Very few people enjoy the process of buying a new or used car from a dealer. ("Let me check with my sales manager." "How much can you afford per month? I'll make it work.") But while those tactics are obvious and annoying, some dealers will run schemes that are downright illegal just to close the sale. Over at Jalopnik, professional car shopper Tom McParland reveals some of those activities as reported by two consumer protection attorneys. Here's one thing attorney Steve Lehto says to watch out for:
Dealers that curbstone. They have a hard time moving the car off their lot so they advertise it on craigslist and pretend it is a private sale. (This may be legal in some states but it certainly is shady). The key? Beware of a private seller claiming they have a dealer doing the paperwork as a favor.

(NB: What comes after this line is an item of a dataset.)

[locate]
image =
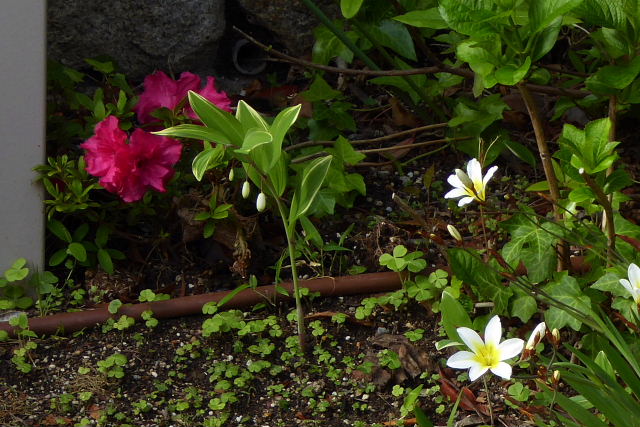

And attorney Daniel Whitney calls out these dealership tricks:
Inflating income and deflating monthly rent on the credit application.
Finance managers are notorious for inflating income so a consumer will qualify for a car that they cannot afford. At the same time, they decrease the consumer's monthly rent for the same reason. I have seen many consumers with credit applications that say they pay no rent because they "live with family," who also are stated as making double or triple their actual monthly salary…
The dealership steals the GAP (guaranteed auto protection) and/or extended warranty money.
The fraud here is simple. The customer pays for GAP and an extended warranty, but the dealership never pays the premiums. The fraud comes to light when either an accident occurs, and the customer wants to make a GAP claim, or there is a mechanical issue and the customer makes a warranty claim. The customer then finds out that no premium was ever received.